Scientists Discover What Makes the Northern Lights Dance
Until recently, researchers knew that electromagnetic disturbances in space called “substorms” caused the colorful streaks of light, but they didn’t know what triggered those storms. Now, with the help of a string of five satellites acting as giant stopwatches and a network of ground-based observatories, they have begun to find out.
They’ve traced the storms’ beginnings to a spot about one-third of the distance between the earth and the moon’s orbit, where the earth’s magnetic field lines snap together like rubber bands, flinging charged particles back toward earth.
“We finally had the right instruments in the right place at the right time, and it’s allowed scientists to make the right measurements to solve this heated debate,” said Nicola Fox, a senior scientist at the Johns Hopkins University Applied Physics Laboratory.
NASA launched the project, called THEMIS (Time History of Events and Macroscale Interactions in Substorms), in February 2007.
Space substorms happen as often as every few days, Fox said. In addition to causing the northern lights to dance, they can disrupt satellites, pose a danger to astronauts and even interfere with power lines on earth. Understanding the causes of substorms will also help scientists understand even larger, rarer magnetic storms that are more likely to cause those problems, she said.
“Just like the meteorologists who study tornadoes to understand more intense storms, so we want to study substorms to understand bigger storms,” said Vassilis Angelopoulos, THEMIS principal investigator.
The earth is surrounded by magnetic field lines that stretch from the north to the south poles, like a giant bar magnet. But charged particles from the sun — called the solar wind — distort that magnetic field, pulling it into a long tail called the “magnetotail.”
The magnetic field lines from the north and the south poles stretch out and out, until finally, at the point about one third of the way to the moon’s orbit, they snap back together and send charged particles flying back towards the earth.
However, scientists weren’t sure whether this “reconnection point” snap triggered the substorms, or whether it was another event, called current disruption, which is a kind of large-scale “short circuit” of currents of charged particles that flow closer to the earth — about one-sixth of the distance to the moon’s orbit.
To find out which of these theories was right, NASA launched five washing machine-size satellites that orbit the earth at different distances. The satellites lined up once every four days, and when scientists were lucky, a substorm occurred while the orbiters were lined up. Sensors on board the satellites recorded electric and magnetic field strength, as well as the charged particle flow.
Using those observations, along with data from ground-based observatories on earth, Angelopoulos and his colleagues figured out that the substorm disturbances begin farther out, at the point where the magnetic fields reconnected, and not at the current disruption location.
Their paper, which was published online this week in the journal Science, analyzed a particular substorm that took place Feb. 26.
The substorm was a good one, says study co-author Stephen Mende, because the satellites were lined up just right — in the “sweet spot” between the northern and southern magnetic field lines, called the neutral sheet, where they could best measure the charged particle flow.

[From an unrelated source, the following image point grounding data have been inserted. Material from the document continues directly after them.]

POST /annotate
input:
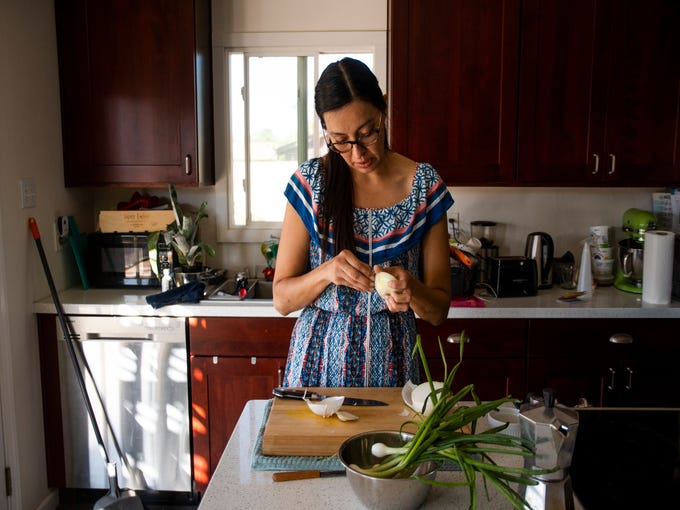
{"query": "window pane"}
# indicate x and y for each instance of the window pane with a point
(273, 99)
(238, 139)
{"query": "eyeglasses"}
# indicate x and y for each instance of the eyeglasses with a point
(365, 140)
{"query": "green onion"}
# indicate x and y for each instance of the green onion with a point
(440, 437)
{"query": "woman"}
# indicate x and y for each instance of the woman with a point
(360, 208)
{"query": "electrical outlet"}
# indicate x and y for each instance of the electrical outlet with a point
(60, 232)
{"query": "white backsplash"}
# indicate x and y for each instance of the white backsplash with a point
(564, 213)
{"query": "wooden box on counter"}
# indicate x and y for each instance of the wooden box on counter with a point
(135, 221)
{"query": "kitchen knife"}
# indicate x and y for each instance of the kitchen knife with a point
(284, 476)
(311, 395)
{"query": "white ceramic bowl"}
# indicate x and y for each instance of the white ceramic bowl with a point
(414, 396)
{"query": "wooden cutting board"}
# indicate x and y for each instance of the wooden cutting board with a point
(292, 428)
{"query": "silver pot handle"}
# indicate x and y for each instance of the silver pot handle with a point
(454, 338)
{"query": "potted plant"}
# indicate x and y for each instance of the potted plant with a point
(182, 235)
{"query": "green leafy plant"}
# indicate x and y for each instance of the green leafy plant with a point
(448, 434)
(182, 235)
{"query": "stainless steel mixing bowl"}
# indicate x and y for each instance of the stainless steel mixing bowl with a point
(630, 259)
(383, 493)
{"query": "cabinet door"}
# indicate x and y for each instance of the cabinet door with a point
(643, 94)
(233, 360)
(493, 357)
(599, 93)
(453, 86)
(608, 362)
(135, 92)
(556, 76)
(220, 388)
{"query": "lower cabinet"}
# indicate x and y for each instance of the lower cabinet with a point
(232, 361)
(608, 362)
(494, 354)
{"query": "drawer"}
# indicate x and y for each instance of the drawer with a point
(240, 336)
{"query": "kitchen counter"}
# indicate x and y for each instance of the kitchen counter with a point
(236, 485)
(607, 302)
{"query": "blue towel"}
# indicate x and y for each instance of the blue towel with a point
(191, 292)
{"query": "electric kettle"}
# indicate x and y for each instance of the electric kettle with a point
(541, 248)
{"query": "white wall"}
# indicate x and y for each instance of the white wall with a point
(30, 147)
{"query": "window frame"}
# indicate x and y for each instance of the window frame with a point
(272, 44)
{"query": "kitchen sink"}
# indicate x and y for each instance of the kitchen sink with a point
(260, 290)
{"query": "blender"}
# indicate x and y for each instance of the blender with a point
(630, 250)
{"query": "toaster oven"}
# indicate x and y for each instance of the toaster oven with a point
(122, 260)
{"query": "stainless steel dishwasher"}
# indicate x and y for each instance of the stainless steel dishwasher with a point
(141, 399)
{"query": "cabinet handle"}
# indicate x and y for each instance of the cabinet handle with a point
(454, 338)
(187, 164)
(629, 384)
(621, 338)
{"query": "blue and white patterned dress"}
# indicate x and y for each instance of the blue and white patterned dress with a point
(329, 341)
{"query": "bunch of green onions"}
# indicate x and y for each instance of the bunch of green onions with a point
(441, 437)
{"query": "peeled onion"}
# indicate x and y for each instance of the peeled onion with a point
(326, 407)
(381, 283)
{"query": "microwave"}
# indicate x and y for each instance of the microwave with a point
(116, 260)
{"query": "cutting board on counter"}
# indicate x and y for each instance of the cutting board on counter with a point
(292, 428)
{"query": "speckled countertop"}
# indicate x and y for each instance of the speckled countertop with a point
(235, 485)
(607, 302)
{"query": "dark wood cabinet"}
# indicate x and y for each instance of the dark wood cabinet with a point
(493, 356)
(538, 92)
(599, 93)
(136, 98)
(232, 361)
(453, 86)
(609, 362)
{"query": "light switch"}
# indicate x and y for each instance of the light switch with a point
(28, 193)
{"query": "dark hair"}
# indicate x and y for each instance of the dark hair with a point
(341, 83)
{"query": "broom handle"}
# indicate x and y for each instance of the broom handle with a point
(68, 336)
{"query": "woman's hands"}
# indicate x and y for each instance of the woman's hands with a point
(346, 269)
(399, 297)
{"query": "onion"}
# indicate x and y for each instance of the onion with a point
(381, 283)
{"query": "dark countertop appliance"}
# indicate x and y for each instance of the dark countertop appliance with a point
(540, 247)
(513, 276)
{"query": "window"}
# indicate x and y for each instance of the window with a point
(273, 128)
(265, 123)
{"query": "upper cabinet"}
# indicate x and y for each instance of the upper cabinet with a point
(453, 86)
(136, 94)
(599, 93)
(538, 92)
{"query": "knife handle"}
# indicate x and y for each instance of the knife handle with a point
(289, 393)
(285, 476)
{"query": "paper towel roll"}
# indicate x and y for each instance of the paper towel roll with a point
(657, 267)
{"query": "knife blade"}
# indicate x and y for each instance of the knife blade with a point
(284, 476)
(312, 395)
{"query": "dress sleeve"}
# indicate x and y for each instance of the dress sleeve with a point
(302, 192)
(439, 199)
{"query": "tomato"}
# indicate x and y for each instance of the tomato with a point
(268, 273)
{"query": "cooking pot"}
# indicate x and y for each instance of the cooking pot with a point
(541, 248)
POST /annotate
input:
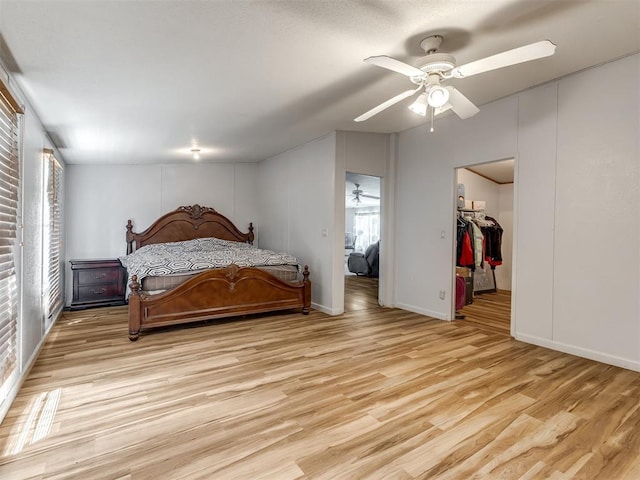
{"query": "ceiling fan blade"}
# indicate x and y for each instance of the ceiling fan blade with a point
(387, 104)
(395, 65)
(446, 107)
(461, 105)
(529, 52)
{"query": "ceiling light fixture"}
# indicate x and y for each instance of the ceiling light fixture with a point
(420, 105)
(437, 96)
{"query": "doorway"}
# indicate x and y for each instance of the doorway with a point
(484, 245)
(362, 241)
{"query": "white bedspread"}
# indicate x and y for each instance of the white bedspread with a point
(199, 254)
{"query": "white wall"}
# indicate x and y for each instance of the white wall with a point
(505, 219)
(100, 200)
(296, 205)
(577, 227)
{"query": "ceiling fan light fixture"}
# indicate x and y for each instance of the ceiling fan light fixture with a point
(420, 105)
(438, 96)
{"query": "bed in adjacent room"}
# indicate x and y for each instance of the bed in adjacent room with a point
(194, 264)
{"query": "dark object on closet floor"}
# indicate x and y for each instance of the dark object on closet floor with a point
(366, 263)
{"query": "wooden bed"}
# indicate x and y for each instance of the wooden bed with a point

The researchers still have much more work to do, Angelopoulos said; they plan to continue their observations for another year.
For one thing, they want to know what causes reconnection in the first place. Also, one of their observations surprised them — the aurora began only minutes after the reconnection, and before the current disruption. Both of the suggested theories had predicted that the current disruption would come before the aurora.
“This defies both our former models,” Angelopoulos says.
And finally, not every researcher is convinced yet that the debate has been decided. Tony Lui, another THEMIS researcher, says that there were other small electromagnetic disturbances picked up by the satellite near the reconnection point in the hour before the one that this study’s authors believe signaled the beginning of substorm. He thinks that researchers should be looking instead for larger disturbances.
“There were other disturbances [...] they look identical in terms of fluctuations — so how can you pick the one?” he says.
Angelopoulos says that the skepticism is natural: “I wouldn’t expect any different from the THEMIS team and the community, this is the nature of scientific discourse.”
He said that although there were other small disturbances before the onset of the substorm, the correlations between the measurements from the different satellites support the conclusion that the substorm started with one particular disturbance at the reconnection point.
Researchers expect to collect dozens more events in the next year, he added, to figure out whether different types of substorms exist under different solar wind conditions.